Forschung + Innovation
Weniger Herz-Operationen in Deutschland

Die Anzahl der Operationen am Herzen ist in Deutschland leicht zurückgegangen. Gründe seien die verbesserte Vorbeugung und Früherkennung bei Gefäßverkalkung sowie neue Behandlungstechniken.

dpa HAMBURG. Die Anzahl der Operationen am Herzen ist in Deutschland leicht zurückgegangen. Gründe seien die verbesserte Vorbeugung und Früherkennung bei Gefäßverkalkung sowie neue Behandlungstechniken.

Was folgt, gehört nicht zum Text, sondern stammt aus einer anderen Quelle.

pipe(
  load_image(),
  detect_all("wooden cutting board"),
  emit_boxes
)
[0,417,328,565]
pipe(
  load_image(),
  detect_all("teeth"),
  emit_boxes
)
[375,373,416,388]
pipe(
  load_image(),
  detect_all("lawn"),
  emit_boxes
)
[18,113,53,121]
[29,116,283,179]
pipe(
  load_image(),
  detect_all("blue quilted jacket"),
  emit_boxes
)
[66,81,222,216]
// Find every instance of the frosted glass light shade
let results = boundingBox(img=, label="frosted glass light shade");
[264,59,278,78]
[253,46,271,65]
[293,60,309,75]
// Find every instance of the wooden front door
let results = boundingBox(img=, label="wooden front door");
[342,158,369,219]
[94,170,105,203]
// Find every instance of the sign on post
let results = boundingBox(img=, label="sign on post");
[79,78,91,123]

Das sagte Prof. Arno Krian vom Herzzentrum Duisburg am Freitag vor einem Treffen der deutschen Gesellschaft für Thorax-, Herz- und Gefäßchirurgie in Hamburg. Allerdings würden in Deutschland mehr und zunehmend ältere Menschen an Herzklappen operiert.

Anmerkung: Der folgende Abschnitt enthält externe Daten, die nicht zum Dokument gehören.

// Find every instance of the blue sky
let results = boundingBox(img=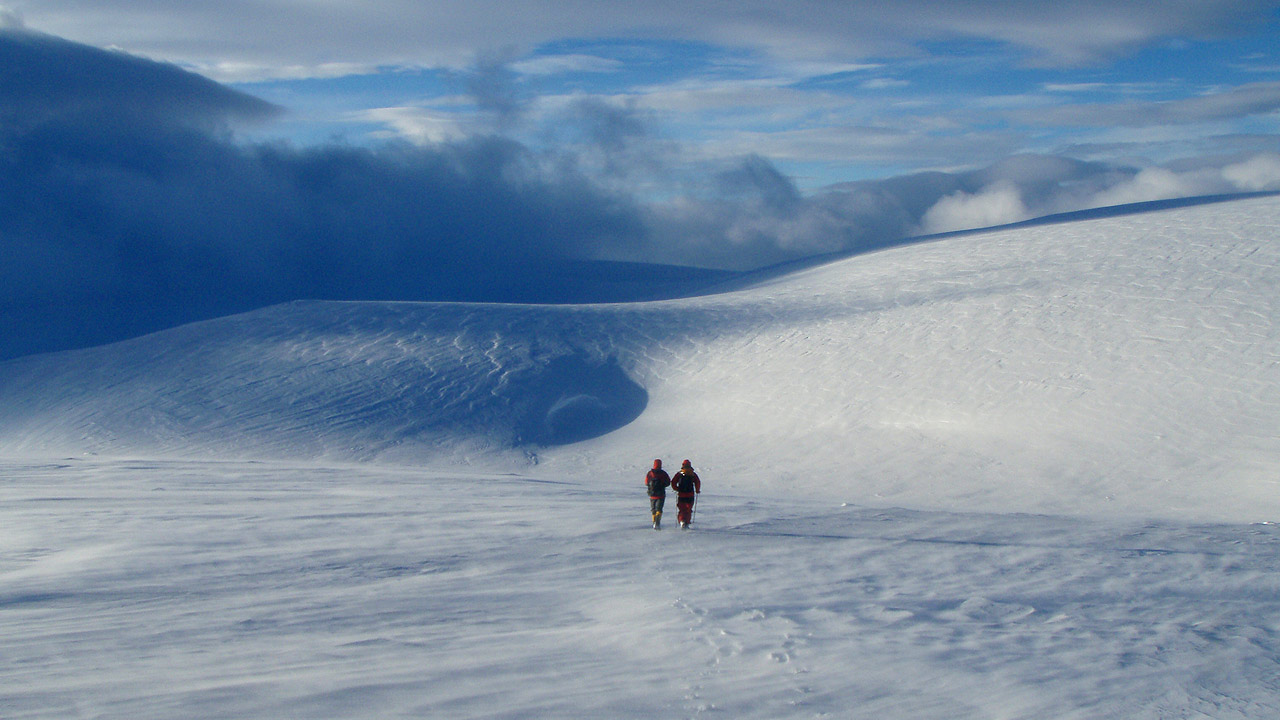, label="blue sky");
[8,0,1280,190]
[0,0,1280,358]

Die Gesamtzahl der Eingriffe am Herzen sei im vergangenen Jahr auf rund 146 000 gesunken, nach knapp 147 500 im Jahr 2003. Damit liege Deutschland im weltweit rückläufigen Trend seit dem Jahr 2000. Neben der Vorbeugung nannte Krian moderne Therapien als Ursache: So könnten mit Ballon-Dilatationen die Herzkranzgefäße häufiger ohne großen Eingriff erweitert und mit so genannten Stents stabilisiert werden.

Die Zahl der Herzklappenoperationen an älteren Menschen seien dagegen von 16 800 im Jahr 2003 auf fast 18 570 im vergangenen Jahr gestiegen. Dieser Trend habe mit der Alterspyramide zu tun, denn mit zunehmenden Alter steige das Risiko einer Verkalkung, sagte Krian. „Und im Gegensatz zu früher kann man heute auch im höheren Lebensalter eine solche Operation mit akzeptablen Risiko durchführen.“

Von den 96 000 Patienten, die 2004 in Deutschland mit dem Einsatz einer Herz-Lungen-Maschine operiert wurden, waren rund 40 000 älter als 70 Jahre, 7 000 älter als 80 Jahre. Krian wertete das als Beleg für die hohe Leistungsfähigkeit der Herzchirurgen in Deutschland.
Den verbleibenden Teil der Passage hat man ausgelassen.